Sax Rohmer was born ‘Arthur Ward’ in Birmingham, the only child of Irish immigrants. His father was a clerk; his mother is recorded as alcoholic. The family moved to London when Arthur was an infant and his school education was intermittent, although he picked up an impressive literacy from his father. It is likely, given his later fascination with xenophobia, that he suffered prejudice (‘bog-trotter!’) in his early years. The lifelong flight from his birth-name suggests this as does his posturing for publicity photographs, in later life, in silk kimono and pigtail, looking sinister, wholly un-Irish and more ridiculous than even Peter Sellers could ever do justice to.
He later took on the surname ‘Sarsfield’ because, allegedly, his mother misinformed him that they were descended from the seventeenth-century General of that name. ‘Sax’ was good old-fashioned ‘Sax[on]’ and ‘Rohmer’, sometimes with an umlaut, was Nordic enough to pass a Sturmabteilung name check.
Little is known about Rohmer’s life and he obfuscated what details are known outrageously. He briefly followed his father into clerking before drifting into Grub Street. He was fascinated by ancient Egypt and his first recorded fiction is the short story ‘The Mysterious Mummy’, for Pearson’s Magazine, in 1903 (the plot involves a thief hiding in a sarcophagus to steal a priceless vase).

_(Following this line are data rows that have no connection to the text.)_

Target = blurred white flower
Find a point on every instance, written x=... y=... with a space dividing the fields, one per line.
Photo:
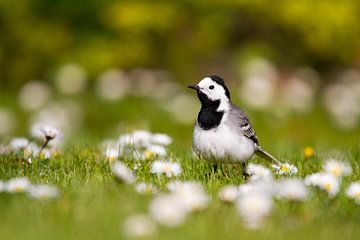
x=285 y=168
x=337 y=168
x=228 y=193
x=43 y=192
x=17 y=185
x=168 y=210
x=17 y=144
x=324 y=181
x=122 y=173
x=155 y=150
x=138 y=226
x=7 y=121
x=353 y=191
x=170 y=169
x=292 y=189
x=33 y=95
x=112 y=154
x=254 y=208
x=161 y=139
x=71 y=79
x=46 y=132
x=146 y=188
x=260 y=77
x=258 y=172
x=113 y=84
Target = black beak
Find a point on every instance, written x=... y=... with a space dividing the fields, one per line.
x=194 y=86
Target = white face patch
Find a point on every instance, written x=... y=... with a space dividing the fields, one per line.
x=214 y=92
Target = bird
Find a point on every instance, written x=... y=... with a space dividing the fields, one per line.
x=222 y=130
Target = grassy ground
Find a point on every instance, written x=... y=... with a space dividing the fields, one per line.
x=93 y=206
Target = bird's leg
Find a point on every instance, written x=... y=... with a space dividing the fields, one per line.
x=246 y=176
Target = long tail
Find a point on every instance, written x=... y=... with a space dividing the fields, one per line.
x=262 y=153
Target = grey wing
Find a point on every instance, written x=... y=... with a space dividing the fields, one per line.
x=241 y=118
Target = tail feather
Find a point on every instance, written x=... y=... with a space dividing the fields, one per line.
x=262 y=153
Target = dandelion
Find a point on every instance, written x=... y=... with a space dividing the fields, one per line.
x=285 y=168
x=292 y=189
x=228 y=193
x=254 y=208
x=258 y=172
x=336 y=168
x=170 y=169
x=309 y=152
x=168 y=210
x=161 y=139
x=122 y=173
x=43 y=192
x=138 y=226
x=18 y=185
x=145 y=188
x=353 y=191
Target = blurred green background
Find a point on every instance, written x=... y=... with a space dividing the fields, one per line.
x=105 y=66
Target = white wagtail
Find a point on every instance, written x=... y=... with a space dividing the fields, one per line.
x=223 y=131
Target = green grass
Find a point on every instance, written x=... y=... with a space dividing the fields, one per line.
x=92 y=205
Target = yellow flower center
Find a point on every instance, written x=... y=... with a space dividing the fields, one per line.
x=284 y=168
x=309 y=152
x=336 y=171
x=328 y=186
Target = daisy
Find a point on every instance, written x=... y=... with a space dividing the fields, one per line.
x=18 y=143
x=46 y=132
x=112 y=154
x=122 y=173
x=228 y=193
x=145 y=188
x=161 y=139
x=138 y=226
x=168 y=210
x=43 y=192
x=17 y=185
x=170 y=169
x=254 y=208
x=353 y=191
x=292 y=189
x=258 y=172
x=337 y=168
x=285 y=168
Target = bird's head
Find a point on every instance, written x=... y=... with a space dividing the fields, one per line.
x=211 y=89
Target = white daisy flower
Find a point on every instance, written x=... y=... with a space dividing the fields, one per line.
x=285 y=168
x=43 y=192
x=17 y=185
x=122 y=172
x=258 y=172
x=170 y=169
x=254 y=208
x=353 y=191
x=138 y=226
x=292 y=189
x=46 y=132
x=18 y=143
x=228 y=193
x=161 y=139
x=112 y=154
x=337 y=168
x=146 y=188
x=168 y=210
x=155 y=150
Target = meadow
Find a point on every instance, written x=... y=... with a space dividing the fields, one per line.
x=91 y=204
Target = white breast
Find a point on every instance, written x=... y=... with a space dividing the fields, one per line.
x=222 y=143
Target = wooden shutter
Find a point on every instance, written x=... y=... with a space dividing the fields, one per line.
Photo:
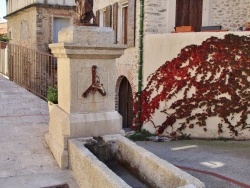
x=108 y=16
x=115 y=20
x=97 y=17
x=131 y=23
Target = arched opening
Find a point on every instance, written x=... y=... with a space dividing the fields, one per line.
x=126 y=103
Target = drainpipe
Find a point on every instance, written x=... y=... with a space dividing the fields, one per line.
x=140 y=77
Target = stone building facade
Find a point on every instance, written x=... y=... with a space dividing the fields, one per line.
x=159 y=19
x=230 y=14
x=35 y=24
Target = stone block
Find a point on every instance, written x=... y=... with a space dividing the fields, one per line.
x=89 y=35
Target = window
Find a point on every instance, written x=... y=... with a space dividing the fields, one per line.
x=189 y=13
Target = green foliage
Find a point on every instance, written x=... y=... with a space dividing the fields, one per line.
x=140 y=135
x=52 y=94
x=4 y=38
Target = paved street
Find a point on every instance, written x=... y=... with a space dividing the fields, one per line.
x=25 y=160
x=218 y=164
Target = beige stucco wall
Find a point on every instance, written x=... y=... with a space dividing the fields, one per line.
x=14 y=5
x=155 y=22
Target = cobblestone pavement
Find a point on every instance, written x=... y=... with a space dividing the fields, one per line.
x=25 y=159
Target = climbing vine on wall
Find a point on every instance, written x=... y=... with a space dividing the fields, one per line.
x=213 y=80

Rohmer loved the Edwardian music hall. He wrote sketches and songs and his first published book was a ghosted autobiography of the famous comedian ‘Little Tich’ (Harry Relph). In 1909 he married Rose Elizabeth Knox, the daughter of another, less famous, comedian, who was herself a performer in a juggling act. Rose was also a clairvoyant and supposedly the young Sax asked her how he could make his fortune. Her Ouija board responded: C-H-I-N-A-M-A-N. Rohmer would later create the series hero, Morris Klaw, an ‘occult detective’ who solves crimes by dreams and ESP. And
the Chinaman clue proved prescient because Rohmer’s breakthrough bestseller was The Mystery of Dr Fu-Manchu, published by Methuen in 1913. It draws, rather too obviously, on Guy Boothby’s magnificent arch-criminal in Dr Nikola (1896) and Rohmer lifts a number of actual scenes from the other novelist. He had clearly also taken on board M. P. Shiel’s bestseller The Yellow Danger (1898). A perplexed Colin Watson notes, ‘The plots of the Fu-Manchu novels, such as they are, would be quite meaningless in paraphrase. They are a jumble of incredible encounters, pursuits, traps and escapes. Who is trying to accomplish what, and why – this is never explained. All that seems certain is that a titanic struggle is being waged by a man called Nayland Smith to thwart the designs of Fu-Manchu.’ True enough, but they were read; and as film adaptations, watched by millions for the best part of half a century.
The narrative of the first in the series (of fifteen eventually) opens with Sir Denis Nayland Smith, a British government official in Burma, making a surprise call on his old London friend Dr Petrie (Smith’s Dr Watson, as he is to be). Smith is enjoying a spot of leave during which he intends to save the ‘White Race’ from the fiendish plots of Dr Fu-Manchu. ‘He is no ordinary criminal,’ Smith informs an appalled Petrie: ‘He is the greatest genius which the powers of evil have put on earth for centuries. He has the backing of a political group whose wealth is enormous and his mission in Europe is to pave the way! Do you follow me? He is the advance-agent of a movement so epoch-making that not one Britisher, and not one American, in fifty thousand has ever dreamed of it.’ Except, that is, Sax Rohmer and his legions of readers.